Having undertaken the run in the four seasons of the year and at different times of the day, I had ascertained through trial and error that there was an optimum time to attempt the run of perfection. This was a late afternoon in late autumn, moving toward early evening. The clocks had changed, so it was getting dark. There would be a chill in the air, which added to the feeling of vitality and sensory sensation. It was in these moments I moved along at speed, feeling that I was only caressing the ground with the lightest of touches. I could feel the rush of cold air on my face and hair-just after four o'clock has been identified as a time of the day when your body is recognised as feeling at its best-this seemed to me too, that this was the best time of day for the run; and as I ran, it felt wonderful to be alive and young and fit and out running-it was the most magical sensation and I loved it.. I was so living in the moment-at that age I felt immortal with a wonderful sense of well-being and that I would always feel thus –young; strong; fit and healthy.

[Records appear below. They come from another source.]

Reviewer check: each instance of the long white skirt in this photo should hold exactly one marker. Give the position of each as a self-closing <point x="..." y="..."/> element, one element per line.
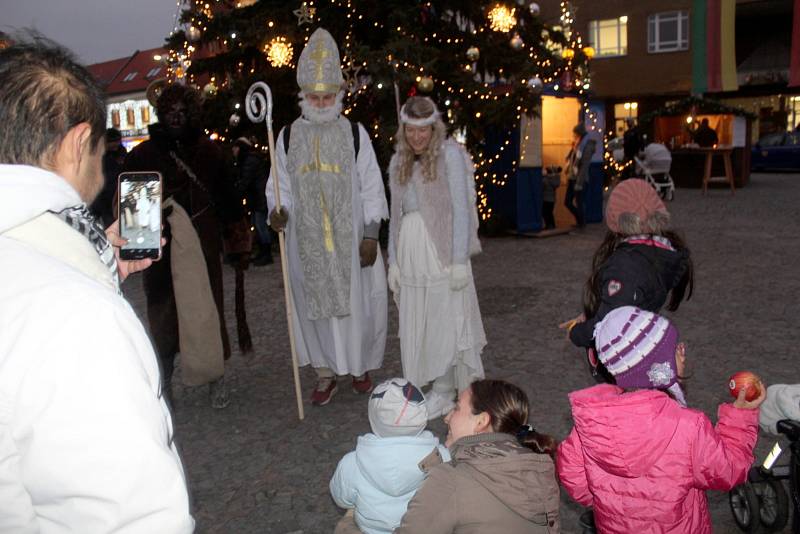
<point x="439" y="328"/>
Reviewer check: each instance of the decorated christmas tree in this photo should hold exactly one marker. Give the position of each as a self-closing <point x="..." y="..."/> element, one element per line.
<point x="484" y="63"/>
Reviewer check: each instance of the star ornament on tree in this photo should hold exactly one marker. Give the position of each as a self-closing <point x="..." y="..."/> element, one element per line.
<point x="305" y="15"/>
<point x="350" y="71"/>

As I said I would always run home too, which was fine, but the second run was never ever the same-it was slightly uphill, usually against the wind, and there was a slight jadedness from the first effort-however, that didn't stop me giving it my best effort. I never timed myself, not that I had a stopwatch-whereas today I'm generally obsessed with the stopwatch-I couldn't possibly go out for a run, ahem, jog, without timing just how slow I am. Back then it was all about feel, a marrying of the physical, the mental and the emotional combined with pace judgement and the chutzpah to push the limits in search of perfection and beauty.

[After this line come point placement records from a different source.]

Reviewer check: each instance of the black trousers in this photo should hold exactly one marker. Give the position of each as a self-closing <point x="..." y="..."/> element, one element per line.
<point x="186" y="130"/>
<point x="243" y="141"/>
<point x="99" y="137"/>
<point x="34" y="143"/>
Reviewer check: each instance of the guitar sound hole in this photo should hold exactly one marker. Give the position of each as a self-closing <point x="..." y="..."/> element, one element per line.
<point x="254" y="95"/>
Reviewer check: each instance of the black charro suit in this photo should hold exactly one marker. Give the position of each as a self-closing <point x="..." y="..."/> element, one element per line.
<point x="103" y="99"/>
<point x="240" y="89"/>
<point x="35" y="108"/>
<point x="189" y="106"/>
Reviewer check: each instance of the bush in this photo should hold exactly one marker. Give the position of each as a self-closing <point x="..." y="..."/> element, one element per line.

Back then in the 1960s, the final triumph would be on arriving home. I would walk through the door of 6/2 and my mother Mrs Anne Hoffmann would say, You haven't been for the message already have you! Yes, the carrot's usually better than the stick!
Receiving praise and astonishment from the household, that I could have gone for a message in such a short period of time was of course satisfying, but the real satisfaction, which I never mentioned to anyone, was an innate one-it was the sheer joy which I got from trying to run like the wind and the search for the perfect run-The Stair to Colinton Mains-on a dark late autumn, early winter afternoon moving toward tea-time.
Almost half a century later I wonder if there are any kids from The Stairs out there today trying to do the same?